質問文は衆議院・参議院とも議長の承認が必要で、議長名で内閣に送られ、内閣は七日以内に「答弁書」で政府の公式見解を回答する義務があります。質問内容によっては七日以内に回答できない場合もあるので、そのときには、「答弁延期通知書」で期限を延ばすこともあります。
かつて質問主意書はあまり活用されていませんでしたが、近年頻繁に使われるようになり、担当省庁が答弁書づくりに追われ、他の業務に支障が出かねないとの声もあがっています。しかし、行政機関の情報公開が不充分な状況のなかでは、国会議員にとって大切なシステムであることも事実です。
「答弁書」が要領を得ない場合には、同一テーマでさらに「質問主意書」を出すことができます。担当は衆議院・参議院の各事務局の議案課です。
書面による質問主意書、口頭で許された時間内で質疑をおこなう質問をあわせて、「国会質問」といいます。(p.59-60、強調は引用者による)
思うに、質問趣意書が近年になって頻繁に使われるようになったというのは、鈴木宗男議員の「功績(?)」とも言えるかもしれないが、むしろ、
二大政党制――私の言葉では「保守二大政党制」――に連なる小選挙区制が導入されたことによって、政治が国民から遠くなったことへの反作用(抵抗)ってことなんじゃないの?
ちなみに、私は25日の「
強硬な国会運営に対抗する遠回りな方法?」というエントリーで
これからは情報公開が大事なんじゃないかという思いをちょっと書いたが、今回の天木氏の提言は、まさにその路線を
具体化するプランの一つだと思う。
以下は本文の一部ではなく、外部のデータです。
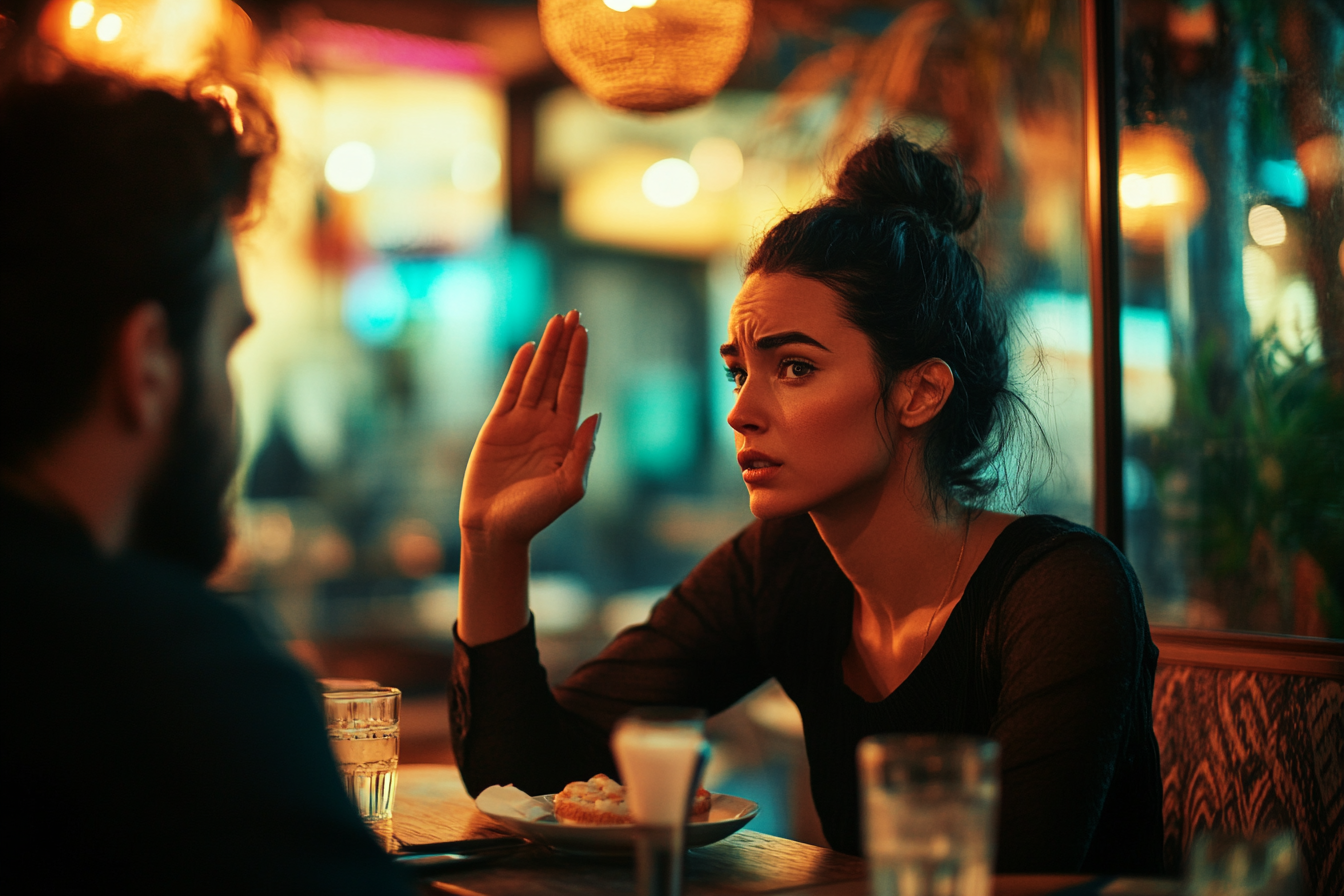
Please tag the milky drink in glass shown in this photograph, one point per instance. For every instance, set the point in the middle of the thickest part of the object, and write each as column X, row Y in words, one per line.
column 364, row 732
column 929, row 814
column 660, row 752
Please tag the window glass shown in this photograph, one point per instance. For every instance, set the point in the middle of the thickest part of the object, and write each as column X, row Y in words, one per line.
column 1233, row 321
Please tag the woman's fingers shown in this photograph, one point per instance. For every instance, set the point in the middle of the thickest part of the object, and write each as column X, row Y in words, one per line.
column 574, row 470
column 571, row 383
column 514, row 380
column 540, row 368
column 558, row 362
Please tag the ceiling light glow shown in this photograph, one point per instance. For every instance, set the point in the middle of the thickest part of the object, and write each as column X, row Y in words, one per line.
column 671, row 183
column 81, row 14
column 350, row 167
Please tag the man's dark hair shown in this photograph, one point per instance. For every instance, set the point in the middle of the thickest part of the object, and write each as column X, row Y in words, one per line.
column 113, row 195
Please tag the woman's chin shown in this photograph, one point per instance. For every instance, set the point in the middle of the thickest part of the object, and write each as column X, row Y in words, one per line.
column 774, row 507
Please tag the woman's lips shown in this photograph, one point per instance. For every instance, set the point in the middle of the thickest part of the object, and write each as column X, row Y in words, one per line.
column 758, row 474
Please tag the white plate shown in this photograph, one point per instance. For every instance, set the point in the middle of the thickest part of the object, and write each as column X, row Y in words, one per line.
column 727, row 816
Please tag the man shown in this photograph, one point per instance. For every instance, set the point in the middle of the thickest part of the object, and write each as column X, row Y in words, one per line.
column 159, row 744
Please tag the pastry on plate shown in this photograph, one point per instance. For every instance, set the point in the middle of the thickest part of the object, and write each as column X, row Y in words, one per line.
column 601, row 801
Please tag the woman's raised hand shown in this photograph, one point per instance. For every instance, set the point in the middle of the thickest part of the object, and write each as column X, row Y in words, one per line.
column 530, row 461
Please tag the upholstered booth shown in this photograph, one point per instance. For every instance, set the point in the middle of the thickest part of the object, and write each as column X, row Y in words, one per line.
column 1251, row 735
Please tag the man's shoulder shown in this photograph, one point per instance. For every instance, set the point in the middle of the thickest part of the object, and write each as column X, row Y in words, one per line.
column 75, row 609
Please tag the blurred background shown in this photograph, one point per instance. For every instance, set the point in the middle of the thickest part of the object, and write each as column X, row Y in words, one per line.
column 444, row 187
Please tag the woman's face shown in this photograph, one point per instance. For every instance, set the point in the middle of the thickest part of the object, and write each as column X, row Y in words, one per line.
column 807, row 394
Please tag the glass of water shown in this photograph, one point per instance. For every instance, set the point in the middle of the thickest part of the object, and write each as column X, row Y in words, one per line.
column 364, row 732
column 929, row 805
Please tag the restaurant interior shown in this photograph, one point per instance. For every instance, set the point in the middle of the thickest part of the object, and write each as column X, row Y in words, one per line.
column 1164, row 188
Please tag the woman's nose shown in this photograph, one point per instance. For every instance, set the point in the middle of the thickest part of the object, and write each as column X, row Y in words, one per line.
column 746, row 414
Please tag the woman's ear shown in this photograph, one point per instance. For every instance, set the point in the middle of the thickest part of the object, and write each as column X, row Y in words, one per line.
column 922, row 391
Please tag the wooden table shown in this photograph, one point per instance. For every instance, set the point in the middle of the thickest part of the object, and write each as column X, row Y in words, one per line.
column 432, row 806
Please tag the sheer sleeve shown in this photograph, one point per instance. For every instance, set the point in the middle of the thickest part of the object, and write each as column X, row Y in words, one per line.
column 698, row 649
column 1071, row 638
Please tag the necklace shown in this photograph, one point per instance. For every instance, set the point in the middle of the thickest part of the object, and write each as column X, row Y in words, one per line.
column 924, row 645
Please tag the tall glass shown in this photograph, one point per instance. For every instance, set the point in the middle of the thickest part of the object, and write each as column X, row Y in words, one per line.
column 929, row 803
column 364, row 732
column 661, row 752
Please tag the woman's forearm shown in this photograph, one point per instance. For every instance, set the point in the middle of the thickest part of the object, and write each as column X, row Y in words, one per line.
column 492, row 589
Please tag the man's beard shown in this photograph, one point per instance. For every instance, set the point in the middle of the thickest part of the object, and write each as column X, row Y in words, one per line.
column 182, row 516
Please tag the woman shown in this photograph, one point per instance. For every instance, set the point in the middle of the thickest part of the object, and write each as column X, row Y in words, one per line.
column 871, row 398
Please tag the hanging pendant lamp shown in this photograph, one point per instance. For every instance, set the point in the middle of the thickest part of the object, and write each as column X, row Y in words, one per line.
column 647, row 55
(
選挙のときにもそういうのをちゃんとやってくれそうな人がいないかどうか探そうと思う。)
ただ、恐いのは、今の政府・与党には、質問主意書というものが制度化されている国会法を変えてしまうことも簡単にできてしまうっていう点なのだが…。
【参考】
国会法 第八章 質問
第七十四条
各議院の議員が、内閣に質問しようとするときは、議長の承認を要する。
○2 質問は、簡明な主意書を作り、これを議長に提出しなければならない。
○3 議長の承認しなかつた質問について、その議員から異議を申し立てたときは、議長は、討論を用いないで、議院に諮らなければならない。
○4 議長又は議院の承認しなかつた質問について、その議員から要求があつたときは、議長は、その主意書を会議録に掲載する。
第七十五条
議長又は議院の承認した質問については、議長がその主意書を内閣に転送する。
○2 内閣は、質問主意書を受け取つた日から七日以内に答弁をしなければならない。その期間内に答弁をすることができないときは、その理由及び答弁をすることができる期限を明示することを要する。
第七十六条
質問が、緊急を要するときは、議院の議決により口頭で質問することができる。